ヒィッツカラルドは温度が一定に保たれた温室内にいた。
様ざまな甘い果実の匂いと色を楽しみながら温室内を歩き、抜けた先にある彼が所有するワインセラーへと向う。

バベルの塔を中心とする本部の敷地は非常に広大で、組織の様ざまな施設がありまた幹部の私邸や別邸も隣接されている。バベルの塔内部の本部施設にもいくつかに分かれた中庭があるが外の敷地にも庭園とよべる場所があり、温室施設もある。そこでは最新かつ先端技術でもって四季折々の植物、野菜、果実が栽培されバイオ実験や遺伝子操作実験などに使われることもあるが多くの団員を抱えるBF団本部の食料にもなっている。
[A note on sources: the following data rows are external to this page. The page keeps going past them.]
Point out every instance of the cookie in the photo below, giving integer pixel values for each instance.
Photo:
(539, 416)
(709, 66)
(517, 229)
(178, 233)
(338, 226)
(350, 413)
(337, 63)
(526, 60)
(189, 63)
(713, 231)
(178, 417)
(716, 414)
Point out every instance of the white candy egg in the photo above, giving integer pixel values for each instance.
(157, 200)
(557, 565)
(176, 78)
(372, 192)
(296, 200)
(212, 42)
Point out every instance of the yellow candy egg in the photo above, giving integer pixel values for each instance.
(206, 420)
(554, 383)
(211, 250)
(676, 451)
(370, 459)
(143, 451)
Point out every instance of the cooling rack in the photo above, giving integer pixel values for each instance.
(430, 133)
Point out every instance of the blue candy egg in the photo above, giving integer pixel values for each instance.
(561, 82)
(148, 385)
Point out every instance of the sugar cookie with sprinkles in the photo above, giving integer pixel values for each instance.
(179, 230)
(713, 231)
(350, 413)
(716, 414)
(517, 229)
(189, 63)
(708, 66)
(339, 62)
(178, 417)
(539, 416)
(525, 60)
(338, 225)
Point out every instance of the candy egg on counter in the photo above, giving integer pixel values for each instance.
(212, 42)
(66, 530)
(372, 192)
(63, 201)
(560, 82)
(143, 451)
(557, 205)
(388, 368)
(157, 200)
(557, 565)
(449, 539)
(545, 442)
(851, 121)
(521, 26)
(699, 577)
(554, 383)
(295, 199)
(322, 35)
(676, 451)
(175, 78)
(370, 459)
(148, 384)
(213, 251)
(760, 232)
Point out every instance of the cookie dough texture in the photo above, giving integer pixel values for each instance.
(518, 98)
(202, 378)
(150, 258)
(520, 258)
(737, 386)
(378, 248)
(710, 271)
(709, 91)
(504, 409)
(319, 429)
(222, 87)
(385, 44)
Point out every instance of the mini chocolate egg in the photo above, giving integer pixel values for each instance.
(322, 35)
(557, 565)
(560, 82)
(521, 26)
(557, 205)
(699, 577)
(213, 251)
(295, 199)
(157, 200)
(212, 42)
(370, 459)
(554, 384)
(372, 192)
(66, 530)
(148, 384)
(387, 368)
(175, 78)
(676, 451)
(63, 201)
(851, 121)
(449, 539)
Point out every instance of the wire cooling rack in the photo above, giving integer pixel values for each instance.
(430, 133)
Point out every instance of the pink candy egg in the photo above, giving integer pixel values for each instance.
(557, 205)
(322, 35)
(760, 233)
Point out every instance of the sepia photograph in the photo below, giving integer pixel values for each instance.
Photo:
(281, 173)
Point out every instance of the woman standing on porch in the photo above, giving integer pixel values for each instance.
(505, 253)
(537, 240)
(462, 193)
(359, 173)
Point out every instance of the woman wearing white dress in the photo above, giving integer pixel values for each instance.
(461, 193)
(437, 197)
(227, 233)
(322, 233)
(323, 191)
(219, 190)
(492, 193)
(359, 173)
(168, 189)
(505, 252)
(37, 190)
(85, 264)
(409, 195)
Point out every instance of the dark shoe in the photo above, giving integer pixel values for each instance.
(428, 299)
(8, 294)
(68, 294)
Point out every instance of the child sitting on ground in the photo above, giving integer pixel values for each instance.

そういった目的以外の温室も存在する。個人所有の温室。それは単なる観賞用であったり、趣味で果実を収穫後はワインやジャムなどに加工を目的とした栽培用だったり。しかしそういったことは一部のA級以上のエージェント、もしくは幹部にしか許されてはいない。

十傑集の面々も何人か温室を所有している。
やはり趣味とする者がいるからだった。

「ふーん、相変わらず丁寧に育てているな」

ヒィッツカラルドは目の前にある丸々と太った無花果(いちじく)をなで、その白い目を細める。無花果酒も悪くないか、とひとりごちながらまた歩みを進めた。
ちなみに彼も所有する一人ではあったが彼が今歩いているのは幽鬼の温室。自分が所有するワインセラーへ行く途中、他の十傑たちが管理する温室の視察といった具合だった。そして彼が温室を持つ目的はただ一つ、目がないワインや酒類のため。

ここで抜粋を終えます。